CIO TIPS: SURVIVING AN M&A

 

A recent report from Forrester Research offers timely advice for CIOs on how to make a game plan for a merger and acquisition. Why timely? Merger mania rolls on.

 

Merger and acquisition activity totaled a record $2.7 trillion worldwide in 2005, including $1.3 trillion in the U.S. Dealmakers are already salivating over prospects for 2006, as the climate for M & A activity warms up. Companies across all industries will be affected by international and domestic activities.  

 

Good for shareholders, perhaps. Excellent for investment bankers, for sure. But for CIOs, mergers and acquisitions mean rough weather ahead. CIOs need to start planning an integration strategy as soon as they have knowledge of the deal, with a goal of being "90% confident about the IT plans by the date of the deal's close,".

 

Once the deal is closed, successful CIOs will make integration their top priority This is the obvious point that people most often overlook.

 

Some suggestions for mastering the M&A:

 

Be brutally honest about jobs.

CIOs need to quickly and clearly state how staffing decisions will be made. Identify which positions and staff members to keep and ways to retain them. Adopt a retention bonus program closely tied to the integration plan, with bonus kickers for meeting milestones and savings goals.

 

Move quickly to get the low-hanging "savings" fruit.

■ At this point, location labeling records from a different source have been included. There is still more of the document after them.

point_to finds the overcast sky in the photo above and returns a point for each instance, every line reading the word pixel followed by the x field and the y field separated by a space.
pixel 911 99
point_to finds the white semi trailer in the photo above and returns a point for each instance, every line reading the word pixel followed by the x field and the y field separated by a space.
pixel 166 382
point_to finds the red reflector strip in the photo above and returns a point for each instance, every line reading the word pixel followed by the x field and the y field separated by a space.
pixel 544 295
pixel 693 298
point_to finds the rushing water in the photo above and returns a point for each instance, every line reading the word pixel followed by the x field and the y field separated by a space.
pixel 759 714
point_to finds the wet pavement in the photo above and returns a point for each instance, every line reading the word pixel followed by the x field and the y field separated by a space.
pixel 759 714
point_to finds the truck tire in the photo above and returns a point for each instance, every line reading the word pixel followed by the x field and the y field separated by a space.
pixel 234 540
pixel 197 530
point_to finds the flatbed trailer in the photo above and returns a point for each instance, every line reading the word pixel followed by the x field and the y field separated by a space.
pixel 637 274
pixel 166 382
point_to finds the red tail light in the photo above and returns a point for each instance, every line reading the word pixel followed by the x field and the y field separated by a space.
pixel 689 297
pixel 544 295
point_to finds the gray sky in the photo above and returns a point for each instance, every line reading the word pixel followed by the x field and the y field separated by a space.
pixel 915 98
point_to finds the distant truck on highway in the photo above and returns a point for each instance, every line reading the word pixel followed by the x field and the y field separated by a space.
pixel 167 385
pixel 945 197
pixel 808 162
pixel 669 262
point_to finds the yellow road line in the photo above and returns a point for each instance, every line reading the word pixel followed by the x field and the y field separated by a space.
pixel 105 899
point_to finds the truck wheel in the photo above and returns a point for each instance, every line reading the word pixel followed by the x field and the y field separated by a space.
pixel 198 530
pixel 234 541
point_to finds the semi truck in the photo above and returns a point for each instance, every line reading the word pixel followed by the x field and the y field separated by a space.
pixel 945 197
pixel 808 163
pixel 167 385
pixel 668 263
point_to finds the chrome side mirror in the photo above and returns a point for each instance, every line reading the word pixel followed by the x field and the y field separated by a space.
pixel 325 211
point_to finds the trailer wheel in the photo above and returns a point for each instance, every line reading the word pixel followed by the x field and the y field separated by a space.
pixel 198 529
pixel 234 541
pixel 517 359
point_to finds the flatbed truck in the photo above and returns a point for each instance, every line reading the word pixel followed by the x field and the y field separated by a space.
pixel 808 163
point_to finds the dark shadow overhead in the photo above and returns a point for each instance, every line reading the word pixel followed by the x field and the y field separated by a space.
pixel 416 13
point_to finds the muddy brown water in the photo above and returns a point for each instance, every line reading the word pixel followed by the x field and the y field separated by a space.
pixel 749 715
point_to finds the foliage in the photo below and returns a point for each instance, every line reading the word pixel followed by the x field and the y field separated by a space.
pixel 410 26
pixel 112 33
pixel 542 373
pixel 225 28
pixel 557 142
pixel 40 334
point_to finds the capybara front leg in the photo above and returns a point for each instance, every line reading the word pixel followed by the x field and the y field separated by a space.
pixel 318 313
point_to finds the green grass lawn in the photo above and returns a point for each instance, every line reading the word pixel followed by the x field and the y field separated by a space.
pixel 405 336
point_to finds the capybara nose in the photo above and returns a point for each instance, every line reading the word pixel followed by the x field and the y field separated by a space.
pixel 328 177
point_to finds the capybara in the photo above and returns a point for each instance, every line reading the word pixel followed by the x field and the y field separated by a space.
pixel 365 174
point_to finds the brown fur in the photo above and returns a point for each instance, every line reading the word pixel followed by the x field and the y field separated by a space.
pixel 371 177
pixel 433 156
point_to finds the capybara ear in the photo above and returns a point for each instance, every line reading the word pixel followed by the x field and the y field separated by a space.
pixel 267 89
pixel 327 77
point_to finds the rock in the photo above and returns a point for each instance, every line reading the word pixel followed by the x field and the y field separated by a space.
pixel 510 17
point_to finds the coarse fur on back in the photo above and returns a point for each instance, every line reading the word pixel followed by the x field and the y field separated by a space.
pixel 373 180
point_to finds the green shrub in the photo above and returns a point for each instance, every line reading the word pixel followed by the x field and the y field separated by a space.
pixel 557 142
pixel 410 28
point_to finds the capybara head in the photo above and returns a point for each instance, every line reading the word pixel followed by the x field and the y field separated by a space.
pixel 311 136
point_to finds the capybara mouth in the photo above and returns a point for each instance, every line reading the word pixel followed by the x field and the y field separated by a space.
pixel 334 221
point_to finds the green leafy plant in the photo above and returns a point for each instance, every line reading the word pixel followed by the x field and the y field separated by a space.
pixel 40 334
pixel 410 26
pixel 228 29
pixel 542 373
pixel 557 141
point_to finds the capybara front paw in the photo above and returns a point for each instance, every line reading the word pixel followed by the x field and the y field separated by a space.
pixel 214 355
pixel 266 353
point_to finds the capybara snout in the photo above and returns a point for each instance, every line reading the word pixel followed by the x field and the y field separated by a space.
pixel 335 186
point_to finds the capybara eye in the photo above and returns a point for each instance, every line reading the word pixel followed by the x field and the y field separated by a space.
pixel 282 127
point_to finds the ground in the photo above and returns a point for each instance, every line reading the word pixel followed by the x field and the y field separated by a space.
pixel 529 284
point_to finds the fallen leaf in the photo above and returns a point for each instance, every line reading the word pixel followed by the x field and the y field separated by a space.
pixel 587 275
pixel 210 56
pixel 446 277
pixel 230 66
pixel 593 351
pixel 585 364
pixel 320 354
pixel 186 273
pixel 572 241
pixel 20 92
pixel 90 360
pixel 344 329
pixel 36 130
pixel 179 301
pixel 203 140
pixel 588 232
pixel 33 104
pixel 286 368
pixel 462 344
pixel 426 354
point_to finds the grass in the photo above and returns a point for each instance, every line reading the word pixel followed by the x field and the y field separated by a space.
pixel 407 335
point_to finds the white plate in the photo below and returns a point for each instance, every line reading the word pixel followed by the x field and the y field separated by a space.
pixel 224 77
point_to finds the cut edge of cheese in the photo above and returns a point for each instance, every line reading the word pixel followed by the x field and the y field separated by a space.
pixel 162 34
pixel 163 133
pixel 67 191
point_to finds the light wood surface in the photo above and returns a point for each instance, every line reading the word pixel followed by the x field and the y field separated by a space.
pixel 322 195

That means consolidating data centers and renegotiating software licenses and vendor contracts to prepare for a larger user base.

 

Drive business decisions away from feature-by-feature comparisons.

Application rationalization is critical because the cost of redundancy is so high and because business process integration requires a single applications set. This is the lengthiest and most complex part of integration.

 

The big insight? CIOs must help executives see that"the shortest path to synergies may be to use as little as possible from the acquired firm."  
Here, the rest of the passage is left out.